I’m in a place that serves Middle Eastern and Spanish food. The restaurant is very narrow, essentially a corridor with a bar down one side and a line of tables down the other. It’s quite late, so some of the people in here are waving their hands about and laughing. But as long as everyone maintains the minimum of goodwill and consideration toward their fellow Londoners, it works.
Then the three giant City boys arrive. They do not maintain the minimum of goodwill and consideration toward their fellow Londoners. They barge and bounce their way down the corridor, knocking people and chairs out of the way as they go. The waitress, a civilised and attractive person from a country where they don’t have people like the three giant City boys, is astonished by their behaviour and momentarily looks as if she will cry, before she recovers her composure and guides them to their table. It is next to mine.
The giant City boys are in very high spirits. It isn’t bonus time yet, so I presume that they’ve just contrived the collapse of a third-world country’s currency, condemning millions of already impoverished citizens to abject misery and, possibly, starvation. Naturally, to celebrate, they want to eat a lot of food and drink a lot of drink.
As the baby squid, quail’s eggs, pardon peppers and mini pitas on my table suggest, this food is not aimed at those expecting massive platters of nosh. So when the three giant City boys’ order arrives, it’s met with brays of anger, hoots of derision and trumpetings of dismay. There is not enough, so they order everything else on the menu. And the specials board. Then they start to eat. Shovelling up great gobs of hummus and nobs of black pudding, they force the food into their mouths then splutter it out on those sitting around them. Soon I hear the almost – but sadly not quite – imperceptible plop of a small object from another’s mouth landing in my wine.

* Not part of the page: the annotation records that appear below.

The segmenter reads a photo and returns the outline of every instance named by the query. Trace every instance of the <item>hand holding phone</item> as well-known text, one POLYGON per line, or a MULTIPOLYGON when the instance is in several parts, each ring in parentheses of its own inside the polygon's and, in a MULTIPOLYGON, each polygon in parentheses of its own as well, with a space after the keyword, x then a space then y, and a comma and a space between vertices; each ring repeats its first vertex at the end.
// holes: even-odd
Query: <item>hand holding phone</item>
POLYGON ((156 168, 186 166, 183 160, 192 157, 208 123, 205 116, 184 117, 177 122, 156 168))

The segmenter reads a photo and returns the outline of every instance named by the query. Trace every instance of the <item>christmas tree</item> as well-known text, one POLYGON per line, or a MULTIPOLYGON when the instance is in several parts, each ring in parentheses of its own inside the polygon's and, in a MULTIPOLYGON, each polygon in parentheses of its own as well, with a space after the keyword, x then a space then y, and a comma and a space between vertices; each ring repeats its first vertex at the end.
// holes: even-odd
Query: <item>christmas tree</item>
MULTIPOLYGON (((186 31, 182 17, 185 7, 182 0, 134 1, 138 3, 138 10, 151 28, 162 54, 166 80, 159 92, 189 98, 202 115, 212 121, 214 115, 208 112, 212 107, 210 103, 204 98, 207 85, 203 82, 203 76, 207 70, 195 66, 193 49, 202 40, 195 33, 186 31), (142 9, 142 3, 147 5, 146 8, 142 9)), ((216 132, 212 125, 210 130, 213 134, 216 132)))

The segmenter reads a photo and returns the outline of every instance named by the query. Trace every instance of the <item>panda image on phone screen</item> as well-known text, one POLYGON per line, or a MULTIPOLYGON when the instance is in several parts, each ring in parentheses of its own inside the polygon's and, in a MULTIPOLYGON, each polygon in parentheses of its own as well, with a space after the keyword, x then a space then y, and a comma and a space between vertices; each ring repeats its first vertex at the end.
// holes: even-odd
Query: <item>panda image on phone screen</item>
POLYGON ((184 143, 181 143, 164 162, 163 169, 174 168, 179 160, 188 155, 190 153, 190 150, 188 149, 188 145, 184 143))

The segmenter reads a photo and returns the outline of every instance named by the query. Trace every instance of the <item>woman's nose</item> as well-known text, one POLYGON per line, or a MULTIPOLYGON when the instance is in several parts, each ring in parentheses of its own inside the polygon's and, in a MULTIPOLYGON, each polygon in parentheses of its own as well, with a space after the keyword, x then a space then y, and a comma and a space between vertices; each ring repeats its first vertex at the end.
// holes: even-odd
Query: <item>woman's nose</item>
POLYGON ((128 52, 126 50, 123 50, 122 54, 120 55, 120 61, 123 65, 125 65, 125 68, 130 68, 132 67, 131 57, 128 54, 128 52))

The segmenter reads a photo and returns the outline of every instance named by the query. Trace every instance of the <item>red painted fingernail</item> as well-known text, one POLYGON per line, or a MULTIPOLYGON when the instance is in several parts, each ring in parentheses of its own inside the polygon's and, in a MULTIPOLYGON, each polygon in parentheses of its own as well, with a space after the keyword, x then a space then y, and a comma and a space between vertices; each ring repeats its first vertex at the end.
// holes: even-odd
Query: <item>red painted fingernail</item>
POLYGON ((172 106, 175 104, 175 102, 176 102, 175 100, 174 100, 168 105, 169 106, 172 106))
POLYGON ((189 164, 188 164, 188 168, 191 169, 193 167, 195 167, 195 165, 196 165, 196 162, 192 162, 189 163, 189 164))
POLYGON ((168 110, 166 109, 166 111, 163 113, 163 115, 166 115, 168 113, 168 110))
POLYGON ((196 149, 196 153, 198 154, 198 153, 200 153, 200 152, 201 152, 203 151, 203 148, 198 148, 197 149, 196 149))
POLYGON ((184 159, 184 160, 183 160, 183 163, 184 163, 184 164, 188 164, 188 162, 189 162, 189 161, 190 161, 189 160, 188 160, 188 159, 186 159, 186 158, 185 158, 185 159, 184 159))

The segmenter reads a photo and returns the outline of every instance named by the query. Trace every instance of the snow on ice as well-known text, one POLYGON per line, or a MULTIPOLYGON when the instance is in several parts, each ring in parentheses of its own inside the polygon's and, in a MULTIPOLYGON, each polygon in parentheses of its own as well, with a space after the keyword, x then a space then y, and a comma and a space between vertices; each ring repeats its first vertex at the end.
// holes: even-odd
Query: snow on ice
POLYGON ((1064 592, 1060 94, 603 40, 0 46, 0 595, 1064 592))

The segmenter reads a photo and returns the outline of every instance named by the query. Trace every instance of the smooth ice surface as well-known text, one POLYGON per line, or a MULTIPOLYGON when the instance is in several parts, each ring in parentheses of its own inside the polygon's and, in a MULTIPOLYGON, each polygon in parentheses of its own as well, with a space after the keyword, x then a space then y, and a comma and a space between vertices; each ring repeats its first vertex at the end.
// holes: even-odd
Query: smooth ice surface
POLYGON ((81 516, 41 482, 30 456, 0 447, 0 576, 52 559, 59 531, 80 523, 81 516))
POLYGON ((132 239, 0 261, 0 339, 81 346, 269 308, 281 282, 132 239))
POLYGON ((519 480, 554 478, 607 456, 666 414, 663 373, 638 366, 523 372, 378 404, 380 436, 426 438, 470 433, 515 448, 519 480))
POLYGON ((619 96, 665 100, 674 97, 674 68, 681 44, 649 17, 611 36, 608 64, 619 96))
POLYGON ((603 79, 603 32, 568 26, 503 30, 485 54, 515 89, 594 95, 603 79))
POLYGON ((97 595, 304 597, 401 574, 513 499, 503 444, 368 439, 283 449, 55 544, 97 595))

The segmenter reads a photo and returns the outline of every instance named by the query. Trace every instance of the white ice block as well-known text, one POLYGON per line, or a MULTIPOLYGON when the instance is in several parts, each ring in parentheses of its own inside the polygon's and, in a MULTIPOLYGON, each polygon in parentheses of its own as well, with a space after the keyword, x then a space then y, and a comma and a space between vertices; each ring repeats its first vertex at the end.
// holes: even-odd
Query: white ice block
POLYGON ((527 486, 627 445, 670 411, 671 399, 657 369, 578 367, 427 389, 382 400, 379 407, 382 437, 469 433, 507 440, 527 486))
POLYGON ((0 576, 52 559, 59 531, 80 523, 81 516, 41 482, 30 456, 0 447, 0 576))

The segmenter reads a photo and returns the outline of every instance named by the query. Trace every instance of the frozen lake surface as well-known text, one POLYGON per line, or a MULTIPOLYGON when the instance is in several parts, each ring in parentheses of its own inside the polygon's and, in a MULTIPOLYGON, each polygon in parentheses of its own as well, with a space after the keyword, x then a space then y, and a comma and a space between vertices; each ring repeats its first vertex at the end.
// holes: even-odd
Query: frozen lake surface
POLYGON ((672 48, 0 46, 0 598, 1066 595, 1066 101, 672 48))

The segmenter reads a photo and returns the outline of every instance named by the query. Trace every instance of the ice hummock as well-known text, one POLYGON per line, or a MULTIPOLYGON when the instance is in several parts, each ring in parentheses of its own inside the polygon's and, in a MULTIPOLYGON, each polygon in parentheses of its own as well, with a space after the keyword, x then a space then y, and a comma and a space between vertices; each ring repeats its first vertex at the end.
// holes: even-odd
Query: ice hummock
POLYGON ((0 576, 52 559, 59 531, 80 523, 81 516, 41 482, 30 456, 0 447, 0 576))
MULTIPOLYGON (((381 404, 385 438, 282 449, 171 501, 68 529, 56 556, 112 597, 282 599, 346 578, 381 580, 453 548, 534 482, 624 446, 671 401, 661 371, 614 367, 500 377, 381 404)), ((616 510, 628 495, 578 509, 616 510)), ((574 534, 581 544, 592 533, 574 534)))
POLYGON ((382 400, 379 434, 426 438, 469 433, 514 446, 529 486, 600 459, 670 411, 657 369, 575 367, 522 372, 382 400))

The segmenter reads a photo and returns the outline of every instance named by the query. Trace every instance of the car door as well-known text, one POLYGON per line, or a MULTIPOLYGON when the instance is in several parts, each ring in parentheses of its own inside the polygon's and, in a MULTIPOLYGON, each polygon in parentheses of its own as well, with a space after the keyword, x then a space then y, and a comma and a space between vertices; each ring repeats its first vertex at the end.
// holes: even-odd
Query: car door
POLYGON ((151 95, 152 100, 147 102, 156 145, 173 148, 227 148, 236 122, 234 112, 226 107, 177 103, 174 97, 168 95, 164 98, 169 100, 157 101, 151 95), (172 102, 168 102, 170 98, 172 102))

More food comes, but the giant City boys have decided to dance. They careen around the corridor for a minute before coming, panting, to a halt by my table again. A giant backside hovers over my food. The small candle on my table flickers on bravely, but to no avail. I look up for the sobbing waitress, but, along with the other diners, she has fled – it’s just me and the giant arse now. Inexorably and with the force of tectonic plates colliding, it starts the unstoppable journey down and on to my baby squid. Michael Hodges
Also not recommended: Five more unsettling London eating experiences
Eleanour Bull’s Bar and Diner, Deptford
Spring 1593 and playwright, boy-fancier and occasional spy Christopher Marlowe joins fellow south Londoners for a boozy lunch. All goes well until he queries the bill and is run through with a sword.
Savoy Dining Room, The Strand
October 2002 sees dying screen legend and hellraiser Richard Harris taken from his Savoy suite by paramedics. He bids them stop by the queue for dinner. Harris whispers from his stretcher, ‘It was the food.’
Mrs Cracknall’s Bakery and Bunhouse, Deptford (again!)
Deptford 1867, and puckish locals are dismayed when Mrs Cracknell’s eponymous bun house is overrun by an angry rabble which sees off the police and takes all the bread. And buns.
Birdcage Tavern, Bethnal Green
June, 1848, East Enders about to enjoy a pie and pint are thwarted when 500 furious Chartists arrive. It takes a squadron of mounted policemen with swords to restore order – by which time the pies are cold.
AD 60, and Roman and Celt alike are tucking into larks’ tongues at Britannia’s premier outdoor food concession when Queen Boudica’s rebel army arrives and kills absolutely everyone.